И вот мне, покуда сам я лежал под сеткой от москитов, привиделся полуденный сон, нечто прохладно-северное. Из окна своего ателье в мансарде я смотрел вниз, в свой Вевельсфлетский сад, затененный плодовыми деревьями. И хотя я уже много раз излагал этот сон в различных вариантах перед различной публикой, однако забывал порой упомянуть, что деревня Вевельсфлет расположена в Шлезвиг — Голштинии на реке Штёр, являющейся притоком Эльбы. Итак, я видел во сне наш голштинский сад, в нем — усыпанное плодами грушевое дерево, под сенью которого Уте сидела за круглым столом против какого-то мужчины.
Я понимаю, что сны, особенно такие, которые ты видишь лежа под сеткой от москитов и обливаясь потом, трудно пересказывать: слишком трезво и прозаически все получается. Но этот сон не возмущали никакие побочные действия, в него не вторгалась, как и положено сну, третья или четвертая тема, он, скорее, протекал по прямой и однако же был замысловато выстроен, ибо мужчина, болтая с которым Уте сидела под деревом, показался мне знакомым: седовласый господин, с которым она все болтала и болтала, становясь при этом все красивей и красивей. В Калькутте, в период, когда задувает муссон, влажность воздуха достигает девяноста восьми процентов. Не диво, что мне, лежащему под москитной сеткой, лишь едва заметно — если вообще заметно — колеблемой вентилятором, привиделось нечто прохладно-северное. Но разве седовласый господин, который, доверительно улыбаясь болтал с Уте под грушевым деревом и на волосах которого играли солнечные зайчики, непременно должен был оказаться Теодором Фонтане?
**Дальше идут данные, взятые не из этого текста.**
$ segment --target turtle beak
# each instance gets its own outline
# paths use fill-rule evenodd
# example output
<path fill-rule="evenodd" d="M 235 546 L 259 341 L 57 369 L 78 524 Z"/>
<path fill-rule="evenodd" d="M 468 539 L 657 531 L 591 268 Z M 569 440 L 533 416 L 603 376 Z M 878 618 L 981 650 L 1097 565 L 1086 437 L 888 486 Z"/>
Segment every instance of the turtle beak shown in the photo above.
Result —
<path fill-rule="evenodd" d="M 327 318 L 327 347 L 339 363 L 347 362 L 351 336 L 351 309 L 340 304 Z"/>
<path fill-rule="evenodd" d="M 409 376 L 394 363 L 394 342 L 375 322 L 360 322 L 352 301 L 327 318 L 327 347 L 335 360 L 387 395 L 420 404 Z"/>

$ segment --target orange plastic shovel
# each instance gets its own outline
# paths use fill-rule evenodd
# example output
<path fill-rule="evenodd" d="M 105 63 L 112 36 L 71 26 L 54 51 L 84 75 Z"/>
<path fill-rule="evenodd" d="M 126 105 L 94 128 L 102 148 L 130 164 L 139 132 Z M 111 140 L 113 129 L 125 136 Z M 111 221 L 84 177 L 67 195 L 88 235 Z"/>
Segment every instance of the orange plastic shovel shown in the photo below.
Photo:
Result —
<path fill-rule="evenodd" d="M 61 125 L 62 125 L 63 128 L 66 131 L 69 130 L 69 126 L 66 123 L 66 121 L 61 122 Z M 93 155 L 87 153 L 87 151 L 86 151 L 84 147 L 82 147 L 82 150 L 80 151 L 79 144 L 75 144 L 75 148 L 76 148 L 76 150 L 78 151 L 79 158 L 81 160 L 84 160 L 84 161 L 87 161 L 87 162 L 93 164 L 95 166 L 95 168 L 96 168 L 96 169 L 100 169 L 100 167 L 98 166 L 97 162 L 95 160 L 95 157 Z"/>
И все же это был именно он. У нее завелись какие-то дела с моим знаменитым коллегой, который лишь под старость принялся предавать бумаге роман за романом, причем в отдельных романах речь шла о супружеских изменах. Я до сих пор в этой истории-сновидении вообще не возникал, либо возникал как отдаленный зритель. Тем двум вполне хватало их собственного общества. Поэтому я увидел во сне, что ревную. Вернее, ум либо хитрость повелевали мне во сне скрывать крепнущую ревность, вести себя мудро либо искусно, короче, схватить стоящий во сне рядом со мной стул, не выпуская стула из рук, спуститься по ступенькам, а в саду подсесть к этой парочке из моего сна, к Уте и к ее Фонтане под приятно прохладной сенью грушевого дерева.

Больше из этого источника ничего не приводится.